Her efforts are appreciated by Ryan Mattke, Project Lead for the BTAA Geospatial Data Project and Head of the John R. Borchert Map Library.
“Karen leads by example and inspires others to maintain high levels of productivity and collaboration,” he says. “Through community building efforts and by leading thoughtful conversations, Karen is able to see what others are capable of accomplishing. This makes Karen an especially effective coordinator, as she is able to successfully direct the work of colleagues across the country so that they are all working toward a common good.”
Positive outcome
“Karen has been an instrumental partner in engineering GeoBlacklight for multi-institutional use.”
—Kim Durante Metadata Librarian for Geographic and Scientific Data at Stanford University
About a year ago, the GeoBlacklight community started talking about improving the metadata schema for the application. With several years of experience, the community understood more about how users interact with the schema and what different institutions need. “About 15 metadata librarians met regularly over almost a full year to systematically analyze the existing schema and to update it with an eye on usability and interoperability,” Majewicz says.
“She effectively managed a project with participants from many institutions over the course of a year to improve geospatial metadata,” says Mara Blake, Data Services Manager at Johns Hopkins University. The result of this work was a new schema, named Aardvark, that replaced efforts by some schools to come up with custom-made schemas and so made it much easier to share metadata records.
“I don’t know if that would have happened if I hadn’t been pushing the metadata side as well as the application side,” she says.
The result prevented detours in the roadmap of progress for GeoBlacklight.
“Karen has been an instrumental partner in engineering GeoBlacklight for multi-institutional use,” says Kim Durante, Metadata Librarian for Geographic and Scientific Data at Stanford University. “She has shown herself to be a highly skilled project manager through coordinating an evolving set of metadata requirements as well as feature enhancements for the software application.”
Another tool
Majewicz worked with consultant and application developer Eric Larson this year to build another tool, a metadata editor. “GeoBlacklight doesn’t come with a backend interface; it was built to be a top layer that is attached to your library’s repository,” she says. “But the Big 10 Geoportal doesn’t have a repository because we’re pulling from over 100 different sources.
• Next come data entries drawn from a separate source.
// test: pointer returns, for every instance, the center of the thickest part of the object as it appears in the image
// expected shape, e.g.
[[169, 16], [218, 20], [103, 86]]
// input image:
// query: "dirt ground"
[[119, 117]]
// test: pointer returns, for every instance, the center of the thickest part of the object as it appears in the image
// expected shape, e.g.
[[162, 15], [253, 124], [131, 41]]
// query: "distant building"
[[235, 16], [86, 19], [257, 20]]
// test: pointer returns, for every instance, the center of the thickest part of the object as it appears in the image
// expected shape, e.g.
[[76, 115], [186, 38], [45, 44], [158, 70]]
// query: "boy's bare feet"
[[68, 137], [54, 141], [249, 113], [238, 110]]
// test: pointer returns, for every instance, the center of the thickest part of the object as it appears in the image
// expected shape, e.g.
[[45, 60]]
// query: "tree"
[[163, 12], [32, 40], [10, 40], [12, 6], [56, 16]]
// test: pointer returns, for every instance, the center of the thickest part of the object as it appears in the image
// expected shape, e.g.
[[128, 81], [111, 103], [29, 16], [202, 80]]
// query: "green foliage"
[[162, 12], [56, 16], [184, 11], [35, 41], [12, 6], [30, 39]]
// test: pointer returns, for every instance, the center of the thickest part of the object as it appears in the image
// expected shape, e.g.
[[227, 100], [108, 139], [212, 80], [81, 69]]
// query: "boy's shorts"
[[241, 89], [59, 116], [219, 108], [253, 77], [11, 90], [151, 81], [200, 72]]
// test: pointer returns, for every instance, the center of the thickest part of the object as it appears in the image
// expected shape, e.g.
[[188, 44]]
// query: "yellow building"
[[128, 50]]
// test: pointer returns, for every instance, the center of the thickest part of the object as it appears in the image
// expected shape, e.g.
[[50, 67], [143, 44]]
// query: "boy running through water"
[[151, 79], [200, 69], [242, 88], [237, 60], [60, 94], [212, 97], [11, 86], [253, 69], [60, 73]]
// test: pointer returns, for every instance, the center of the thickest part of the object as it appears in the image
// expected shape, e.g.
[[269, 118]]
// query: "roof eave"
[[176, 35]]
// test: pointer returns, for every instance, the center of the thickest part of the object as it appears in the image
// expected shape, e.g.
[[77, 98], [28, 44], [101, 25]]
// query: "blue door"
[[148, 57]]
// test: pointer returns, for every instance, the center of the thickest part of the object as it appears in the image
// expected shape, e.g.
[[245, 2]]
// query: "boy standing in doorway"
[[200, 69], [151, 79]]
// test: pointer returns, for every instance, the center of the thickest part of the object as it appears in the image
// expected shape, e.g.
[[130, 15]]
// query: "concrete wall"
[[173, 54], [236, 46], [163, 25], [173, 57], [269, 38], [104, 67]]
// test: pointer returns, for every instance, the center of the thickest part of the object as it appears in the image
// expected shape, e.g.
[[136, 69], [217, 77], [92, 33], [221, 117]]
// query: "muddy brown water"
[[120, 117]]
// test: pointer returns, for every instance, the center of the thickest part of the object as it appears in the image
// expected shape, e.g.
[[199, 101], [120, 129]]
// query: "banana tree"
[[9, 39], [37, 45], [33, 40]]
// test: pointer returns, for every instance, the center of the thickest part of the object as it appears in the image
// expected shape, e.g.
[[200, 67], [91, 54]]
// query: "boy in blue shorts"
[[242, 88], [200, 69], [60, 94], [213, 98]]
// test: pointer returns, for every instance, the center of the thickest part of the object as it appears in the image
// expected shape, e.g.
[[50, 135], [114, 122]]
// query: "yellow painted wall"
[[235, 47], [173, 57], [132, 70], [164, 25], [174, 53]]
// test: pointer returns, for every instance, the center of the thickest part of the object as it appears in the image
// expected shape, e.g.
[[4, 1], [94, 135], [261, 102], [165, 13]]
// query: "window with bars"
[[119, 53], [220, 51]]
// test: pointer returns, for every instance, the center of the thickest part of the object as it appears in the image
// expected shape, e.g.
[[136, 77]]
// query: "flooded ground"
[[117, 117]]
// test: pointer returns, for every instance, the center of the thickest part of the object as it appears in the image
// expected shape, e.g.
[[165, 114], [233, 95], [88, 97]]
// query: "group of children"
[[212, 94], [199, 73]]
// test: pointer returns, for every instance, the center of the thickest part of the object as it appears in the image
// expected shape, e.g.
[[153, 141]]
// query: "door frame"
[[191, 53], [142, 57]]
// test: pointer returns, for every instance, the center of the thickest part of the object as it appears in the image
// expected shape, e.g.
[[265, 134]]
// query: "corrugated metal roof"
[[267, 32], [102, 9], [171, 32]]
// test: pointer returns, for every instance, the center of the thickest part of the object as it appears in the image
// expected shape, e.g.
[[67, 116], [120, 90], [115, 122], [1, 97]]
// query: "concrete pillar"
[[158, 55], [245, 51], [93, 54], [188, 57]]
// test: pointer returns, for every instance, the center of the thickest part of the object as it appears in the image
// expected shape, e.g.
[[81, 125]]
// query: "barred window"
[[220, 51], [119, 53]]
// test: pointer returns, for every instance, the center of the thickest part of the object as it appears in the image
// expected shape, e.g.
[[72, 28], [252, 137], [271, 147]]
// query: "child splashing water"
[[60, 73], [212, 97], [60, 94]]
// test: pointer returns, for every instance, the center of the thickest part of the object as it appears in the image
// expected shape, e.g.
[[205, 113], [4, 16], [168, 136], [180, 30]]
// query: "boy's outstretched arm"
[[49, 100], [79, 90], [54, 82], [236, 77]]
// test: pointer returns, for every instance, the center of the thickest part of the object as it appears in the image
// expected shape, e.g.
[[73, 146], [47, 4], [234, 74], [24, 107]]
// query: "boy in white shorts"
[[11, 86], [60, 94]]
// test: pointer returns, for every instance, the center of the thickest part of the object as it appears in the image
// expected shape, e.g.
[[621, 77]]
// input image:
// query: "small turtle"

We’re just a metadata catalog.”
Majewicz pointed out the needs and did the testing on the metadata editor that Larson developed. It integrates with GeoBlacklight, manages the records and can do batch editing, batch exporting, and automatic publication of metadata. It’s called GEOMG.
Making connections
Partners in her work in the BTAA Geoportal and the national GeoBlacklight community praise Majewicz for her accomplishments and her approach.
“I learn so much from talking through metadata questions with her on the projects we’ve done together, and any time I’m stuck on an issue or I have an idea, I know I’m welcome to come to her and she’ll troubleshoot it with me effectively,” says Lena Denis, Geospatial Data, GIS, and Maps Librarian at Johns Hopkins University.
When a newcomer to the GeoBlacklight community, Michelle Janowiecki, Digital Content Metadata Specialist at Johns Hopkins University, was welcomed by Majewicz and made to feel included. “Her thoughtfulness, organization, kindness, and expertise are seen within every major GeoBlacklight community project, event, and improvement,” she adds.
“Our community is very lucky to have her.” As are the BTAA Geoportal project team and the University of Minnesota Libraries.